転生者を送り続けてたらしばかれた | ナノ


▼ 5

 くいっ

 不意に喉元のチョーカーを引かれる様な感覚がして、目線を下にやる。先ほどまで何ともなかったそこにはピンっと張った鎖が見えて眉を顰めた。どうやらお呼びのようだ。ゆっくりとした足取りで張り詰めるように可視化された鎖を頼りに歩く。勝手に消えたくせに呼び出すために可視化させるとは、性格が悪すぎる。

 意趣返しに鎖を逆に引き返した。反応はない。そりゃあそうか。半分諦め。半分意趣返し。意味はなかったが。


「呼んだ?」
「ッ!」


 突然現れた五条に肩を震わせ、振り向くと同時に膝から力が抜け、床に手を付いた。…何された?今。
 理解が出来ず四つん這いで顔を上げればしゃがみ此方を見下ろす五条とすごく可哀相なものを見る目でこちらを見下ろす『伏黒恵』。


「神様でも引っかかるんだねー。膝カックン」


 あっはっはっは。と楽しそうに笑いながら俺の頭を何度も手のひらで叩き(いたくはない)、「これが問題の元凶ね」と伏黒に紹介するクソ契約者(五条悟)。「もういいんで、話してやってください。可哀相ですよ」と言い放つ彼に感謝しつつ、俺は触れようとした五条の手首を掴んだ。


「お?」
「死ね。糞やろう」


 そのまま腕力だけで男を投げ飛ばすが壁に叩きつける一歩手前で不自然な挙動で宙を回り、床に足を付いた。


「もーっ、危ないでしょ!」
「ッチ」
「惜しかったな。」
「ほんとにな」


 伏黒の手を借り立ち上がる。簡単に礼を言って、こちらに近づく五条を睨んだ。


「ほんの少し悪戯しただけじゃん」
「腹立つ」
「慣れろ」
「あれ?仲良くなってる?いいの?伏黒。一応面倒ごとの元凶なんだけど」
「あんたに遊ばれてるの見て可哀相になりました。あんまり虐めないでください」
「それは無理。だって俺のだもん」
「はー。しんど」


 遠くを見つめてそう吐き捨てれば横に立つ伏黒から同情を貰い、伏黒の反対側に立った五条には再び頭を遊ばれる。なんで俺、こんなのに捕まったんだろ。俺のせいか。

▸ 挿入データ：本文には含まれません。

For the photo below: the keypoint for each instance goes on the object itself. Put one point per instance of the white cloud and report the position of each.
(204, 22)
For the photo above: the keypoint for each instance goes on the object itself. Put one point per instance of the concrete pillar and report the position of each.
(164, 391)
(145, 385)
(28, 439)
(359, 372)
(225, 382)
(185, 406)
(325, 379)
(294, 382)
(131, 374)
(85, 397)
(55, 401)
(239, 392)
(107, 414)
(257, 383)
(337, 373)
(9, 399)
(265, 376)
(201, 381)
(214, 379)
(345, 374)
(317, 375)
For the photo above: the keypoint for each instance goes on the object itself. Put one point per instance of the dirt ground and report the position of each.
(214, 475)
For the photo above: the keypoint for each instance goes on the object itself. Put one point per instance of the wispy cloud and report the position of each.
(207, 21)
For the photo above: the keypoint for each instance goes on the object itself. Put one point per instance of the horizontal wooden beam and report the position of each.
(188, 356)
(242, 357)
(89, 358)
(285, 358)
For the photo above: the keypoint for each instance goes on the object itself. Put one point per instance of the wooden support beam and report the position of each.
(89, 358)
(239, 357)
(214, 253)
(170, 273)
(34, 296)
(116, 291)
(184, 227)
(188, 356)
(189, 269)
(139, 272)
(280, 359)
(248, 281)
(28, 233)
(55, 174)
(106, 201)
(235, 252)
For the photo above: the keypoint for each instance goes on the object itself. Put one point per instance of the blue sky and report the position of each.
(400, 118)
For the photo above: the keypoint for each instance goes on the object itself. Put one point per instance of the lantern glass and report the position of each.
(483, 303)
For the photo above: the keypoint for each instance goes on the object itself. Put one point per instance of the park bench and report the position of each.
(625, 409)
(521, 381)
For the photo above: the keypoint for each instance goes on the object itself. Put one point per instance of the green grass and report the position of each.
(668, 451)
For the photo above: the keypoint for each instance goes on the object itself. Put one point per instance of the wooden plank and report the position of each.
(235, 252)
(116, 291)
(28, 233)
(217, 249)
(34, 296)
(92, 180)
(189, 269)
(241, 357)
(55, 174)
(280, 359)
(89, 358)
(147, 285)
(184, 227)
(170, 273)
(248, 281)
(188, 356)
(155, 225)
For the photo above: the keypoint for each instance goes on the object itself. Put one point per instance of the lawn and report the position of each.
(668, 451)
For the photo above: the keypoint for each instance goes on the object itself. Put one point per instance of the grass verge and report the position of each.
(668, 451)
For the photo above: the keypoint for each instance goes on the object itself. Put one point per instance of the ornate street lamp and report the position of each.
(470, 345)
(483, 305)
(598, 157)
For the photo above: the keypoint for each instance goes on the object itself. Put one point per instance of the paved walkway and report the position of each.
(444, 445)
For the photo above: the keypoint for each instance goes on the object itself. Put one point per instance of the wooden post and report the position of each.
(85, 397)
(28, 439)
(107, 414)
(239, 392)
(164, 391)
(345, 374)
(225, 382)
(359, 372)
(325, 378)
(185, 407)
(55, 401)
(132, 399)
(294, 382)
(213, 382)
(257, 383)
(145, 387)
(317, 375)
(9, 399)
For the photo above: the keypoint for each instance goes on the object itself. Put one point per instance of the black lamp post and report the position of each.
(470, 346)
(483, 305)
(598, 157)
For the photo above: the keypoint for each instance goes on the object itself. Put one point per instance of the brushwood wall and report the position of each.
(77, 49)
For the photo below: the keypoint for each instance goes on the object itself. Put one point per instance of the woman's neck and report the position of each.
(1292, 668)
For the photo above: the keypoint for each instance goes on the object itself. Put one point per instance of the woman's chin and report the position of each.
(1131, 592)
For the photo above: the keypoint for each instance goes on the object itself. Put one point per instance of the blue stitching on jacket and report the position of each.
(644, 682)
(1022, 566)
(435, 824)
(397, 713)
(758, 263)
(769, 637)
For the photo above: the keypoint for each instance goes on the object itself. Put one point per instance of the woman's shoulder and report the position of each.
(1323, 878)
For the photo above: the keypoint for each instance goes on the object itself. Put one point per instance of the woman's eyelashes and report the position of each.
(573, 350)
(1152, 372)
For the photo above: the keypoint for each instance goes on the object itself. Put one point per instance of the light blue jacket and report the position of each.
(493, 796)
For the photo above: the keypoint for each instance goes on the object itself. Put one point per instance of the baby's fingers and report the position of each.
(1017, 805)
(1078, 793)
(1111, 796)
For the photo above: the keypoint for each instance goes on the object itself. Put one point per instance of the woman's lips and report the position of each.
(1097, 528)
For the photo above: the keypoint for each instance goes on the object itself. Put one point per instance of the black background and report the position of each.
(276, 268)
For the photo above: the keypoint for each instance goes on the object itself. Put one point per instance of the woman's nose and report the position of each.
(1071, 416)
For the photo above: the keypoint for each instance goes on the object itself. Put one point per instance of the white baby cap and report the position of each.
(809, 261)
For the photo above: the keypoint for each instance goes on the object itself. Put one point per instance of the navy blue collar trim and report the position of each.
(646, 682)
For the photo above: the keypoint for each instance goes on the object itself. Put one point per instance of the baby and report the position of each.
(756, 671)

「とりあえず自己紹介ね!こっちは伏黒恵。今現在問題事二人に困ってるよ。で、こっちは棗。一応神様ね。問題事の元凶だけど俺と契約(一方的かつ不利益)してて、問題事解決のために力を貸してくれるから。」


 君たち、来期の一年で同級生同士だから引き合わせたってわけ。仲良くね。俺の頭から手を外さずにそう言った五条に俺も伏黒も一瞬だけ視線を送り、手を握る。


「神城棗だ。俺のせいで悪いな」
「いや、なんか理由あったんだろ。伏黒恵だ。よろしく」


 五条よりもよほど話が分かる彼に、俺はそっと微笑んで見せるが、ほほ笑んだ瞬間、俺の目を覆った五条をもう一度投げ飛ばした。本当に人をおちょくらねぇと死ぬような奴だなテメェは!!


「お、おい」
「?」
「気を付けろよ」
「おう?」


 投げ飛ばし、はーっと、息を吐けば伏黒がどこか躊躇したようにそう、俺に言った。


「どうかしたか?」
「いや、ただ…」


 言い濁す伏黒に首を傾げつつも、その問いはまたもや俺に絡みついてきた五条の前に消えた。


ーーーただ、さっきあの人の口元が歪に嗤ってたから。


 その言葉は俺の耳に入らず、空気に溶ける。